Mengutip Reuters, Kamis (11/6/2026), seorang pejabat Gedung Putih mengonfirmasi laporan yang sebelumnya diterbitkan oleh The Wall Street Journal terkait upaya tersebut.
Baca Juga: Harga Minyak Dunia Tertekan Jumat (12/6), Brent ke US$ 89,17 & WTI ke US$ 86,48
Trump diketahui dua kali dimakzulkan oleh Dewan Perwakilan Rakyat (DPR) AS selama periode pertama kepemimpinannya.
Pemakzulan pertama menuduh Trump menyalahgunakan kekuasaan dan berakhir dengan pembebasan oleh Senat pada awal 2020.
Sementara itu, pemakzulan kedua berkaitan dengan tuduhan menghasut pemberontakan menyusul serangan pendukungnya ke United States Capitol pada 6 Januari 2021.
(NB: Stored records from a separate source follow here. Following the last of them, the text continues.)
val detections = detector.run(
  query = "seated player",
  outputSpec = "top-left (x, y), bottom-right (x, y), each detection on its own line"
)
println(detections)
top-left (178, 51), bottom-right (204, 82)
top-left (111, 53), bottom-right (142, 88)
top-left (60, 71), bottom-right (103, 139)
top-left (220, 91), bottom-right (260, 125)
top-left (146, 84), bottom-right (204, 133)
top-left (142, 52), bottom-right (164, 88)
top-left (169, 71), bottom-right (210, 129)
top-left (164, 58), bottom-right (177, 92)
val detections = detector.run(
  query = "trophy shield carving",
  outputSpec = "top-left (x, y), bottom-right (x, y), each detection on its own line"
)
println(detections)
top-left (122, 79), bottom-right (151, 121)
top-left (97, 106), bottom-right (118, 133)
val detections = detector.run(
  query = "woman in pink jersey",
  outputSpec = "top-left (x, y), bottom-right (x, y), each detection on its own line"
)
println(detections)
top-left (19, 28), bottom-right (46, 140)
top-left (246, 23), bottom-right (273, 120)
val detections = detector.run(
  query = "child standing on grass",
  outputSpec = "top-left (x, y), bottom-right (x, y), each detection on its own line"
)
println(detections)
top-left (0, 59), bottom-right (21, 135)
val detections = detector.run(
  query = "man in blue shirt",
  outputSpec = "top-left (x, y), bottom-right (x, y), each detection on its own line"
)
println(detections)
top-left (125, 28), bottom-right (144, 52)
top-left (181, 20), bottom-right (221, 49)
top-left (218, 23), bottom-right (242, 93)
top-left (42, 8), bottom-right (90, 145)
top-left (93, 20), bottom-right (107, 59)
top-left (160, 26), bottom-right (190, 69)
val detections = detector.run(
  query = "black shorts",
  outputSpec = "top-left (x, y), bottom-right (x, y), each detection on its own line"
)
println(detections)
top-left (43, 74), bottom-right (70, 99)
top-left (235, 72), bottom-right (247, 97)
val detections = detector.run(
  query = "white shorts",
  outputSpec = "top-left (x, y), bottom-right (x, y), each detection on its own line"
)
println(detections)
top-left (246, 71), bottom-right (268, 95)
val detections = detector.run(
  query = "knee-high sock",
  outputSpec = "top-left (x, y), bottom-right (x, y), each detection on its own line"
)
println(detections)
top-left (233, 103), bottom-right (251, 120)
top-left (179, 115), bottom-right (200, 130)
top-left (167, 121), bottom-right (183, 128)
Meski demikian, Trump berhasil lolos dari pencopotan jabatan dalam kedua proses tersebut. Isu pemakzulan juga menjadi salah satu tema utama yang terus diangkat Trump selama kampanye pemilihan presiden 2024, yang berujung pada kemenangannya atas Kamala Harris.
Laporan The Wall Street Journal menyebutkan bahwa Trump dan timnya kini berupaya mendorong anggota parlemen untuk mengesahkan resolusi yang secara simbolis membatalkan kedua impeachment tersebut.
Seorang pejabat Gedung Putih mengatakan bahwa pihaknya secara aktif mendorong agar proses tersebut dapat segera bergerak maju di Kongres.
Baca Juga: Harga Emas Bersiap Catat Penurunan Mingguan Jumat (12/6), Pasar Cemas Suku Bunga AS
Namun, langkah tersebut diperkirakan hanya memiliki makna simbolis dan tidak memberikan dampak hukum yang signifikan.
Pasalnya, Konstitusi AS tidak mengatur mekanisme untuk membatalkan proses impeachment yang telah terjadi.
Juru Bicara Gedung Putih, Abigail Jackson, menyatakan bahwa tidak mengherankan jika sejumlah pihak kini menilai kedua proses pemakzulan tersebut sebagai tindakan yang keliru dan mendukung upaya untuk membatalkannya.
"Sudah sewajarnya orang-orang yang berpikiran sehat menyadari bahwa upaya-upaya tersebut merupakan tindakan yang tidak berdasar dan tertarik untuk membatalkan langkah yang memalukan itu," ujarnya.